RIP Elmore Leonard

One of the greats when it comes to writing about crime.

Very sad. Great writer who really knew how to touch modern sensibilities through hard boiled noir.

Damn. Shitty way to start my morning. I have to admit that I didn’t realize he was as old as he was. I thought he was in his 70’s late 60’s.


For some reason I am usually sadder when an author passes away than a movie/tv star. I am thinking because reading a book seems more intimate?

RIP. If Hammett and Chandler were the voice of American crime fiction in the 1st half of the 20th century, Leonard was the voice of the 2nd half.

RIP. Great writer.

I only knew his work through Justified, but I love the show so much. RIP sir.

Yeah, I care a lot more about writers than about most other creative types, for some reason. And I liked Leonard’s stuff a lot, too. Very slick, but with a heart and soul.

Weird timing as I started reading Raylan Sunday night.

Fans of his crime fiction should also check out his Western fiction which I think is even better.

One of my all-time favorite writers. This is sad news but he had a good long life and kept writing and writing well up to the end.

Here’s the first two paragraphs of his novel Freaky Deaky. I just love this opening:

Chris Mankowski’s last day on the job, two in the afternoon, two hours to go, he got a call to dispose of a bomb.

What happened, a guy by the name of Booker, a twenty-five-year-old super-dude twice-convicted felon, was in his Jacuzzi when the phone rang. He yelled for his bodyguard Juicy Mouth to take it. “Hey, Juicy?” His bodyguard, his driver and his houseman were around somewhere. “Will somebody get the phone?” The phone kept ringing. The phone must have rung fifteen times before Booker got out of the Jacuzzi, put on his green satin robe that matched the emerald pinned to his left earlobe and picked up the phone. Booker said, “Who’s this?” A woman’s voice said, “You sitting down?” The phone was on a table next to a green leather wingback chair. Booker loved green. He said, “Baby, is that you?” It sounded like his woman, Moselle. Her voice said, “Are you sitting down? You have to be sitting down for when I tell you something.” Booker said, “Baby, you sound different. What’s wrong?” He sat down in the green leather chair, frowning, working his butt around to get comfortable. The woman’s voice said, “Are you sitting down?” Booker said, “I AM. I have sat the fuck down. Now you gonna talk to me, what?” Moselle’s voice said, “I’m suppose to tell you that when you get up, honey, what’s left of your ass is gonna go clear through the ceiling.”

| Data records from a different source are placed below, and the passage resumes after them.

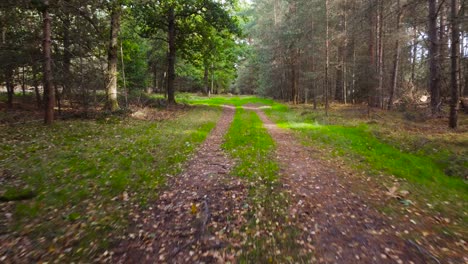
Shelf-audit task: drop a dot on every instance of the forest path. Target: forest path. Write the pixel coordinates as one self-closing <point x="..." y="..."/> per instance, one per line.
<point x="337" y="222"/>
<point x="192" y="219"/>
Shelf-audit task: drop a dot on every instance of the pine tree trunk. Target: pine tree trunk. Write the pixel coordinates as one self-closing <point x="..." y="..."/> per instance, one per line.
<point x="434" y="71"/>
<point x="10" y="87"/>
<point x="112" y="103"/>
<point x="205" y="79"/>
<point x="455" y="50"/>
<point x="380" y="49"/>
<point x="396" y="59"/>
<point x="49" y="92"/>
<point x="36" y="87"/>
<point x="171" y="56"/>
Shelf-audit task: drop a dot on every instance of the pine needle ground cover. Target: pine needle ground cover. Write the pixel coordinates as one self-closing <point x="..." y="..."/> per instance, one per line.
<point x="83" y="176"/>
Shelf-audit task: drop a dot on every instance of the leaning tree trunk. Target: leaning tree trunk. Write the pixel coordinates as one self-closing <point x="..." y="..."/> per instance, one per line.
<point x="327" y="57"/>
<point x="455" y="49"/>
<point x="171" y="57"/>
<point x="396" y="59"/>
<point x="112" y="103"/>
<point x="205" y="79"/>
<point x="10" y="87"/>
<point x="49" y="92"/>
<point x="434" y="71"/>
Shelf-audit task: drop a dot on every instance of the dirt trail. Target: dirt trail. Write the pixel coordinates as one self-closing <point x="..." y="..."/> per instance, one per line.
<point x="192" y="220"/>
<point x="337" y="223"/>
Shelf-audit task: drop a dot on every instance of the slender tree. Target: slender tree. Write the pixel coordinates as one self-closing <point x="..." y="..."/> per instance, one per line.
<point x="455" y="50"/>
<point x="111" y="89"/>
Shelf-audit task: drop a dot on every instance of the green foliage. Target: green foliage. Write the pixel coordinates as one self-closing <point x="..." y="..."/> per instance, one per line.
<point x="250" y="143"/>
<point x="88" y="174"/>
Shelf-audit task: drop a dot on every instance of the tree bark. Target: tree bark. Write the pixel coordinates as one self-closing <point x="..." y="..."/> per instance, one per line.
<point x="49" y="92"/>
<point x="396" y="59"/>
<point x="67" y="56"/>
<point x="413" y="55"/>
<point x="205" y="79"/>
<point x="36" y="87"/>
<point x="455" y="50"/>
<point x="380" y="50"/>
<point x="112" y="102"/>
<point x="434" y="71"/>
<point x="327" y="57"/>
<point x="171" y="58"/>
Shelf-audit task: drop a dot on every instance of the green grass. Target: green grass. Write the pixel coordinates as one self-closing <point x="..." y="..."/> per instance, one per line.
<point x="386" y="149"/>
<point x="269" y="237"/>
<point x="83" y="172"/>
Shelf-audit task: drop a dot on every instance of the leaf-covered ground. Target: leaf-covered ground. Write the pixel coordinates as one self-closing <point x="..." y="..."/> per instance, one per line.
<point x="346" y="188"/>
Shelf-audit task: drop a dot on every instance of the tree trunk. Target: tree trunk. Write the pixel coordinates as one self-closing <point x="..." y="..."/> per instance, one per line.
<point x="413" y="56"/>
<point x="36" y="87"/>
<point x="396" y="59"/>
<point x="171" y="58"/>
<point x="327" y="57"/>
<point x="67" y="56"/>
<point x="112" y="103"/>
<point x="434" y="71"/>
<point x="380" y="50"/>
<point x="205" y="79"/>
<point x="23" y="80"/>
<point x="443" y="48"/>
<point x="293" y="83"/>
<point x="49" y="92"/>
<point x="339" y="75"/>
<point x="455" y="50"/>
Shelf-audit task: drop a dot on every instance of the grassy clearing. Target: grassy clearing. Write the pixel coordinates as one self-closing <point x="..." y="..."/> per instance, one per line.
<point x="432" y="165"/>
<point x="87" y="175"/>
<point x="269" y="238"/>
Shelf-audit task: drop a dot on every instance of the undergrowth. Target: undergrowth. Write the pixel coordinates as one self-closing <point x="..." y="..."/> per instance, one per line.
<point x="269" y="238"/>
<point x="87" y="174"/>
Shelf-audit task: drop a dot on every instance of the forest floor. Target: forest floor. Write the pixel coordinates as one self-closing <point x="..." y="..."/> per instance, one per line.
<point x="268" y="184"/>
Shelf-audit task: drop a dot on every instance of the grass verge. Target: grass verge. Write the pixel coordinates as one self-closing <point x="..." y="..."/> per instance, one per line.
<point x="268" y="237"/>
<point x="86" y="175"/>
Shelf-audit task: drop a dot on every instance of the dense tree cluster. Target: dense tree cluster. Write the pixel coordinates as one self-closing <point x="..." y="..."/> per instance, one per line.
<point x="72" y="51"/>
<point x="373" y="51"/>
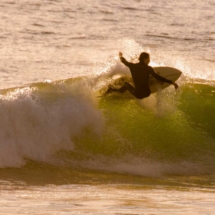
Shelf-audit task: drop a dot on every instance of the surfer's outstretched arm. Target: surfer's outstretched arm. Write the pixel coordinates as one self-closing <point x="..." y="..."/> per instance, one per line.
<point x="160" y="78"/>
<point x="123" y="60"/>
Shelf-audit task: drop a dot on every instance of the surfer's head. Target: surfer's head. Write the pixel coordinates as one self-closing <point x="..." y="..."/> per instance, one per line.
<point x="144" y="58"/>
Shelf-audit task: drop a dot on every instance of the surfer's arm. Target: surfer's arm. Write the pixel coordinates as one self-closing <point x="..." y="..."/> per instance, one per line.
<point x="160" y="78"/>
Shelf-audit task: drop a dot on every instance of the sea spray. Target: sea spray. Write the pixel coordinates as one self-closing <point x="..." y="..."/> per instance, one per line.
<point x="38" y="121"/>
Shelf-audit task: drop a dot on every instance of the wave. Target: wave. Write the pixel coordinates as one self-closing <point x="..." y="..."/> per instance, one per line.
<point x="64" y="123"/>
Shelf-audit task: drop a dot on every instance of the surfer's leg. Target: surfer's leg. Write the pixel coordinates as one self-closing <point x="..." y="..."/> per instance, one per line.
<point x="126" y="86"/>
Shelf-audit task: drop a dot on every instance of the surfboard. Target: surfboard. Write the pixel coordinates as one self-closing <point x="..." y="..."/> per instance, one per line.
<point x="169" y="73"/>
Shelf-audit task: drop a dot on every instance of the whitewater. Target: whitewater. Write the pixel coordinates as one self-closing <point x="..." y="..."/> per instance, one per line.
<point x="64" y="149"/>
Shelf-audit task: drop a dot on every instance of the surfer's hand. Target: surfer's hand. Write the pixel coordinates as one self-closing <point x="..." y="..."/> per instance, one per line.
<point x="175" y="85"/>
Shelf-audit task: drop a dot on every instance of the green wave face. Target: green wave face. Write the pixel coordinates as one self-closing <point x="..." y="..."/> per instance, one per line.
<point x="63" y="123"/>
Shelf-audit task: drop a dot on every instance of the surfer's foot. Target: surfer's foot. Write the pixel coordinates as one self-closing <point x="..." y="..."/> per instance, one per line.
<point x="109" y="90"/>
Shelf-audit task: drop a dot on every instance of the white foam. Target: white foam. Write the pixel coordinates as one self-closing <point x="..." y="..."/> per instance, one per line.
<point x="35" y="124"/>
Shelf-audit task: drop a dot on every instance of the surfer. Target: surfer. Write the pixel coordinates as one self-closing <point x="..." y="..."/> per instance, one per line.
<point x="140" y="74"/>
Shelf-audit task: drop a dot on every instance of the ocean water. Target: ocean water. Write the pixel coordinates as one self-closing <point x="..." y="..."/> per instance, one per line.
<point x="63" y="150"/>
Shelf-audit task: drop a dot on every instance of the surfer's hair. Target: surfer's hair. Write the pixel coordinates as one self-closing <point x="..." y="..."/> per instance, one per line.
<point x="143" y="55"/>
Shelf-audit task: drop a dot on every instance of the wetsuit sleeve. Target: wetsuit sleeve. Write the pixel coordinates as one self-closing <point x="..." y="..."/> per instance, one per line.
<point x="124" y="61"/>
<point x="158" y="77"/>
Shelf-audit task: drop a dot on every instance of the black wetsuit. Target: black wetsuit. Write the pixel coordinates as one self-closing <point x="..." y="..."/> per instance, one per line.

RIP a tremendous writer and voice.

Fuck fuck fuck. One of my favorite writers. We need to abolish this “death” thing…it’s really bumming me out.

Thanks for many an entertaining hour, Elmore.

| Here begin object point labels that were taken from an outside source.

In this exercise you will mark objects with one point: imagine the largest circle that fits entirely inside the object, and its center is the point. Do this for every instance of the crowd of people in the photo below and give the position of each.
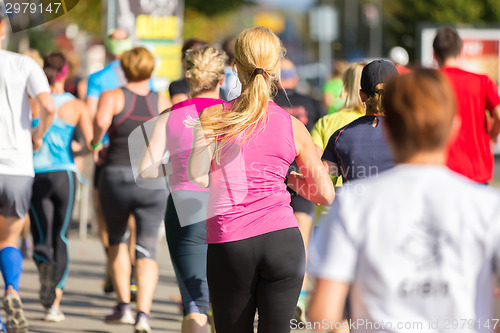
(240, 166)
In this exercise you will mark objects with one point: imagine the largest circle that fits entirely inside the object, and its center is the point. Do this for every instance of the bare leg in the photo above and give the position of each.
(101, 223)
(26, 229)
(119, 263)
(10, 230)
(133, 237)
(146, 271)
(57, 301)
(195, 323)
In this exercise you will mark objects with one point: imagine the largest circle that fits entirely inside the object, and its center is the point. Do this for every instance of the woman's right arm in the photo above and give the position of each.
(313, 183)
(84, 122)
(152, 159)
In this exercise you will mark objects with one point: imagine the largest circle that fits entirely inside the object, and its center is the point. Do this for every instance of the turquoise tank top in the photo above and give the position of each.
(55, 153)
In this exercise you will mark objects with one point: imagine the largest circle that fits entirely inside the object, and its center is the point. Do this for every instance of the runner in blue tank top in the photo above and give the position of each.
(54, 188)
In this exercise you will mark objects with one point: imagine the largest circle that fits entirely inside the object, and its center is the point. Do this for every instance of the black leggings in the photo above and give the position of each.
(119, 197)
(50, 213)
(263, 273)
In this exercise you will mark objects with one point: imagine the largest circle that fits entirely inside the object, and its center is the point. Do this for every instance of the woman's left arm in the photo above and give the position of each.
(200, 159)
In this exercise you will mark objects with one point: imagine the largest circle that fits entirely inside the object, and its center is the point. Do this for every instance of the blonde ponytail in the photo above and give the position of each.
(258, 53)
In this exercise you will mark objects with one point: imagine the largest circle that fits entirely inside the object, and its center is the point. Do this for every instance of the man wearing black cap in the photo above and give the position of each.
(359, 150)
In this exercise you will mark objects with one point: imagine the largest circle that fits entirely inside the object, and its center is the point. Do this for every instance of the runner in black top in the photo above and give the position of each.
(360, 150)
(308, 111)
(121, 111)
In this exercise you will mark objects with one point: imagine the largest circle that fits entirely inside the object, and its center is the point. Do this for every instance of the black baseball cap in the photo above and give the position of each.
(377, 71)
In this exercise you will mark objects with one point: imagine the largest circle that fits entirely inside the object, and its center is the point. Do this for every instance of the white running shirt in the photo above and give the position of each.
(20, 76)
(419, 245)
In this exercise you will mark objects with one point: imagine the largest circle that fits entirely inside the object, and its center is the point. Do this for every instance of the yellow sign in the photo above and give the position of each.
(272, 20)
(157, 27)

I’ve never read any Leonard, but love Justified. What books do you guys recommend I start with?

Well shit. I didn’t know this author at all but now I really want to read that book.

RIP, Mister Leonard. I didn’t know you before but I will from this day forth!

Guess I’d better stop at Chapters on the way home today…

I haven’t read many of his books, but I loved Out Of Sight. One of those rare occasions when a great book made a great movie.

Well if you want to start with Justified’s Raylen Givens then go with Pronto, Riding The Rap and then Raylan. I started with those three (although I read his complete Western Stories first, which is best spread around other books I think). My reading order then went something like - Swag, Stick, Out Of Sight, La Brava, Road Dogs. I’ve got Maximum Bob up next, sometime soonish.

Comfort To The Enemy and Other Carl Webster Stories is one of my favorites by Leonard.

So, according to Audible they have a collection of short stories (including Fire in the Hole) by Leonard, narrated by Taye Diggs. I don’t think I can turn that down.